The larger picture features President Jacob Zuma, who ascended to the ANC leadership at the Polokwane conference in December 2007. The top priority on the to-do list emerging from this policy conference was to destroy the Scorpions — and the ANC did so six months later. A linked priority was to look into the possibility of a media tribunal to make journalists more “accountable”.
And then there’s an even larger picture, which relates to the history of the ANC in exile. It is the culture of secrecy, of Stalinism, as in the repressive control, suppression of dissent and criticism, some argue had to prevail for the ANC to survive the onslaught of the apartheid state during the liberation struggle.
Cosatu was not part of this Stalinist, top-down culture. It has always had an open, bottom-up structure.

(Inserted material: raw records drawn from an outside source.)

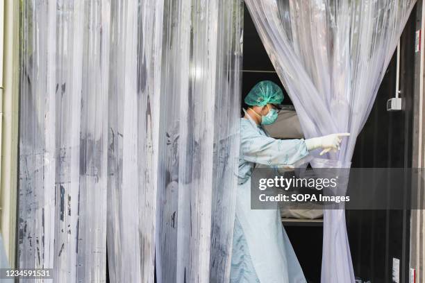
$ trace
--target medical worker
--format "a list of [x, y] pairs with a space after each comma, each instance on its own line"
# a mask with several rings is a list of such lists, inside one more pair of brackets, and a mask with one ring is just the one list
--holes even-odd
[[251, 209], [251, 174], [256, 164], [291, 165], [322, 148], [321, 154], [340, 148], [349, 134], [334, 134], [309, 139], [275, 139], [262, 125], [274, 123], [276, 105], [283, 101], [275, 83], [258, 83], [245, 98], [250, 107], [240, 120], [240, 153], [231, 282], [304, 283], [303, 271], [276, 209]]

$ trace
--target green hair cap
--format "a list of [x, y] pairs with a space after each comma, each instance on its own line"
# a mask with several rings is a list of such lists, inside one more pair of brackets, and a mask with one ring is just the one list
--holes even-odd
[[270, 80], [262, 80], [257, 83], [245, 97], [245, 103], [250, 106], [264, 106], [267, 103], [281, 104], [282, 101], [282, 89]]

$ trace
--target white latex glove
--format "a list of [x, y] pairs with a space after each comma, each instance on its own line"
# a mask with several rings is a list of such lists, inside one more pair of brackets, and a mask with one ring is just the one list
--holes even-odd
[[349, 132], [343, 132], [313, 137], [312, 139], [306, 139], [306, 146], [308, 151], [320, 148], [323, 148], [323, 151], [320, 153], [320, 155], [323, 155], [332, 149], [333, 152], [336, 153], [336, 151], [340, 149], [342, 137], [348, 137], [349, 135]]

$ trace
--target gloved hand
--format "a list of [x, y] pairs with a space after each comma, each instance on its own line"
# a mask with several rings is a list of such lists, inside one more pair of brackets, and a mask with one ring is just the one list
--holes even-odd
[[349, 135], [350, 134], [349, 132], [343, 132], [313, 137], [312, 139], [306, 139], [306, 146], [308, 151], [319, 148], [323, 148], [323, 151], [320, 153], [320, 155], [323, 155], [329, 152], [331, 149], [333, 150], [333, 152], [336, 153], [336, 151], [340, 149], [342, 137], [348, 137]]

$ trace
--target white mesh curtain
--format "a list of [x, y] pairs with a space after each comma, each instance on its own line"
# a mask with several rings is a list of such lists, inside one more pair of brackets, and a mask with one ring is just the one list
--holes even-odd
[[[351, 132], [313, 167], [349, 167], [414, 0], [245, 0], [306, 137]], [[343, 189], [342, 188], [341, 189]], [[344, 210], [326, 210], [322, 282], [353, 282]]]
[[22, 9], [19, 266], [228, 281], [242, 0]]

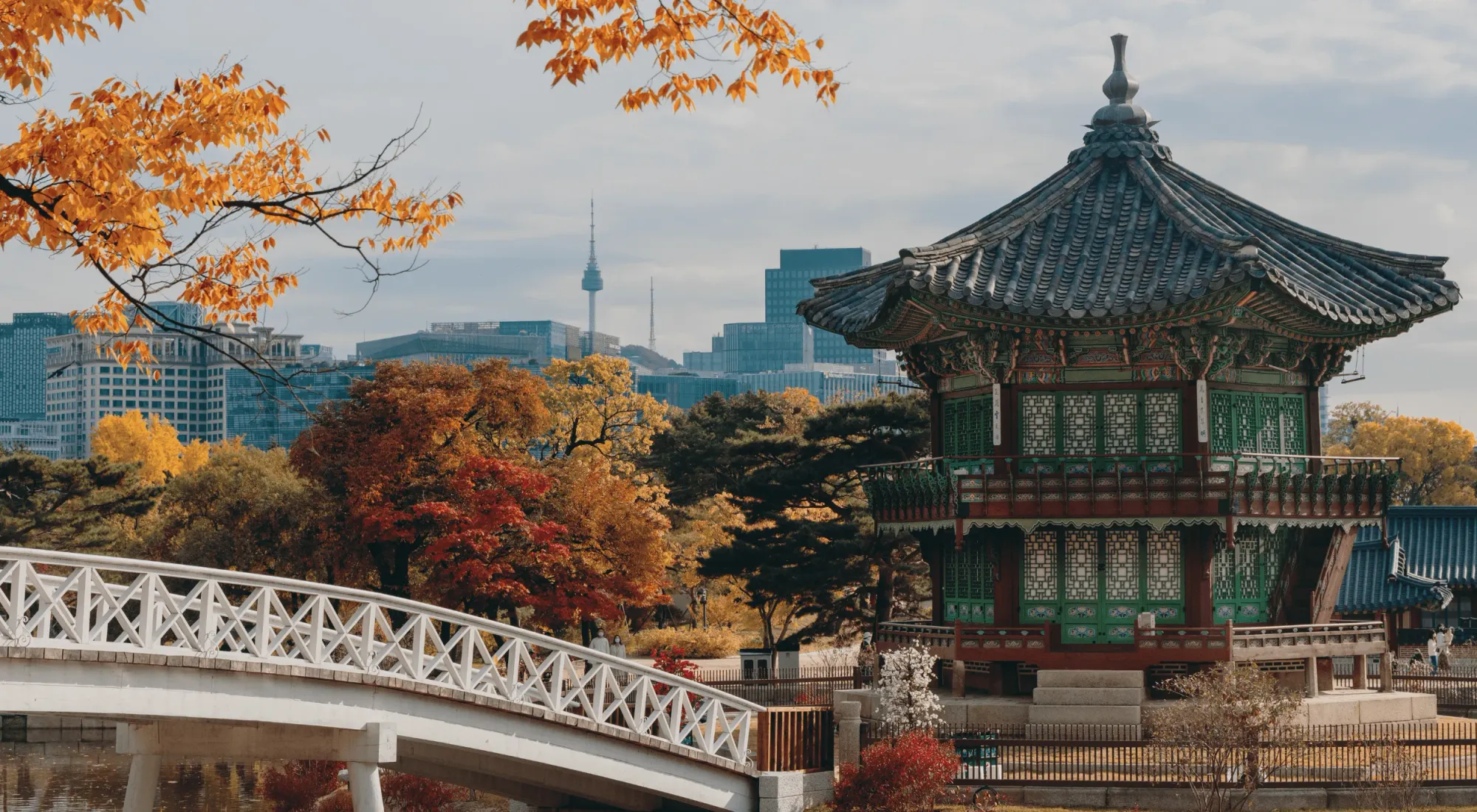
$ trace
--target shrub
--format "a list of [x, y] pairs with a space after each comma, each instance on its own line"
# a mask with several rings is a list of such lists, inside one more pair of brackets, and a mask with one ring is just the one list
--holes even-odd
[[740, 645], [743, 638], [733, 629], [642, 629], [631, 635], [626, 651], [650, 657], [663, 648], [681, 648], [688, 657], [707, 660], [733, 657]]
[[861, 751], [861, 766], [842, 765], [835, 812], [928, 812], [959, 772], [959, 756], [928, 731], [908, 731]]
[[889, 651], [877, 681], [879, 722], [892, 732], [932, 729], [942, 720], [944, 706], [929, 684], [936, 657], [922, 645]]

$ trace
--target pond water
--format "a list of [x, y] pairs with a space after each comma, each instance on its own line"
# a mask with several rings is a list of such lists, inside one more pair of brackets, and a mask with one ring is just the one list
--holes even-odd
[[[269, 812], [256, 797], [258, 765], [176, 763], [160, 775], [155, 811]], [[111, 741], [0, 744], [0, 812], [96, 812], [123, 808], [128, 756]]]

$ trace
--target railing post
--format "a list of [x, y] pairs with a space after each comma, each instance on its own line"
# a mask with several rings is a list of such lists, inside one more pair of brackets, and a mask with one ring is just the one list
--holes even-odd
[[836, 766], [861, 763], [861, 703], [836, 703]]

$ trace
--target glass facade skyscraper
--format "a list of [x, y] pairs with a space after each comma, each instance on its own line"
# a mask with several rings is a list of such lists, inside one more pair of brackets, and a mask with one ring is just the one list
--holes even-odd
[[65, 313], [16, 313], [0, 323], [0, 419], [46, 419], [46, 340], [68, 332]]
[[258, 449], [291, 446], [329, 400], [346, 400], [354, 381], [374, 378], [371, 365], [282, 369], [287, 382], [247, 369], [226, 371], [226, 436]]
[[[815, 295], [811, 279], [823, 279], [867, 267], [871, 264], [871, 251], [866, 248], [786, 248], [780, 251], [780, 267], [764, 272], [764, 320], [768, 323], [802, 325], [795, 313], [795, 306], [802, 300]], [[873, 363], [877, 354], [874, 350], [863, 350], [846, 344], [846, 340], [835, 332], [815, 331], [817, 363]], [[799, 359], [796, 359], [799, 360]], [[770, 366], [765, 369], [783, 369]], [[743, 369], [741, 372], [749, 372]]]

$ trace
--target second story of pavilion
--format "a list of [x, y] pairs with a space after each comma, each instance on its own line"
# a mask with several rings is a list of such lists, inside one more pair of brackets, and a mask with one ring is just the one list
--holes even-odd
[[1322, 458], [1317, 390], [1458, 303], [1446, 258], [1301, 226], [1174, 162], [1125, 40], [1062, 170], [799, 304], [895, 350], [932, 397], [933, 459], [871, 472], [879, 521], [1382, 512], [1396, 461]]

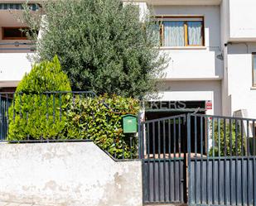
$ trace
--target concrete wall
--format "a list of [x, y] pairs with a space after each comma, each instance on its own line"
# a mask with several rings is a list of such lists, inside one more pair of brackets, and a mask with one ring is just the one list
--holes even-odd
[[207, 101], [213, 109], [207, 114], [221, 115], [221, 82], [219, 81], [167, 81], [159, 93], [162, 101]]
[[247, 110], [248, 117], [256, 118], [256, 88], [253, 87], [252, 52], [256, 44], [234, 44], [228, 46], [228, 95], [231, 97], [231, 113]]
[[[227, 0], [224, 0], [227, 1]], [[229, 0], [230, 39], [256, 41], [256, 1]]]
[[[0, 53], [0, 87], [17, 86], [31, 69], [28, 56], [31, 53]], [[10, 85], [9, 85], [10, 86]]]
[[114, 161], [92, 142], [0, 144], [0, 200], [142, 206], [140, 161]]

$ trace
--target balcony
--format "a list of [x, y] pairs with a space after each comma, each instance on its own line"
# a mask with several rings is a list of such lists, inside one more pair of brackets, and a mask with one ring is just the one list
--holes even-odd
[[220, 5], [221, 0], [135, 0], [151, 5]]
[[16, 87], [31, 69], [29, 43], [0, 43], [0, 87]]

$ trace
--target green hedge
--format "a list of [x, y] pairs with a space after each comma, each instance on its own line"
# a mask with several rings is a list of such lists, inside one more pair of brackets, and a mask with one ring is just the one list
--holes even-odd
[[[45, 91], [71, 91], [70, 81], [56, 56], [35, 65], [18, 84], [8, 110], [8, 141], [51, 139], [61, 136], [65, 119], [56, 118], [60, 99]], [[62, 99], [62, 103], [65, 103]]]
[[137, 115], [138, 102], [107, 94], [89, 98], [70, 90], [56, 56], [35, 65], [19, 84], [9, 108], [7, 140], [90, 139], [117, 158], [137, 157], [138, 138], [123, 135], [122, 115]]
[[76, 98], [67, 107], [65, 110], [67, 110], [68, 139], [90, 139], [118, 159], [123, 158], [123, 155], [124, 158], [137, 157], [138, 138], [123, 134], [122, 116], [138, 115], [138, 101], [105, 94], [94, 98]]

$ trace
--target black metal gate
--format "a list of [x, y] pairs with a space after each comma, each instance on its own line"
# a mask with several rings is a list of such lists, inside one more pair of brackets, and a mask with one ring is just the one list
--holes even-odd
[[255, 206], [255, 123], [194, 113], [142, 122], [144, 204]]
[[7, 94], [0, 94], [0, 141], [6, 140], [8, 129], [8, 108], [12, 98]]
[[185, 203], [186, 115], [142, 123], [145, 204]]

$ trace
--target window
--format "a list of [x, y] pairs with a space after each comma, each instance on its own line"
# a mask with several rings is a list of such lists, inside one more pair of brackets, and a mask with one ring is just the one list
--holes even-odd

Cosatu’s leader, Zwelinzima Vavi, has been vociferous and fearless in his criticism of former president Thabo Mbeki’s anti-democratic tendencies and this week Cosatu released a strongly worded statement on the Secrecy Bill, calling it “a threat to South Africans’ democratic right to be fully informed on matters of public interest”.
The Act, said Cosatu, “could be abused to cover up information about corruption and misuse of public resources and to criminalise whistle-blowers who try to expose crime and corruption”.
It’s time for the ANC to ditch the Stalinist tendencies and stop the intellectual arrogance — especially that of conflating “the party” and “the people”.
We understand the tradition of secrets you came from in exile. You had to watch your backs. It was necessary then, but those days are over.
You are in power and can afford to be more confident than hinted at by a Secrecy Bill. With civil society and the media you have an opportunity to create a great democracy. Don’t blow it with this Bill.
There are three weeks to the June 24 deadline, when the parliamentary committee’s work on the Bill must be completed. Can the Bill, ANC.
Take the clauses to communities and start consulting properly, from scratch, or face a fight with civil society — which will receive enormous international attention, especially when it all lands in the Constitutional Court.
Lenin lost his greatness when he started hiding under a veil of secrecy. His successor, Stalin, condemned people to death for criticising “the party”, the leadership and official ideological positions.
ANC, don’t lose your liberation legacy because of the Secrecy Bill. Leave the Stalinist colours in the past where they belong.
Glenda Daniels is advocacy coordinator at the M&G Centre for Investigative Journalism (amaBhungane) and is on the Right2Know’s national working group.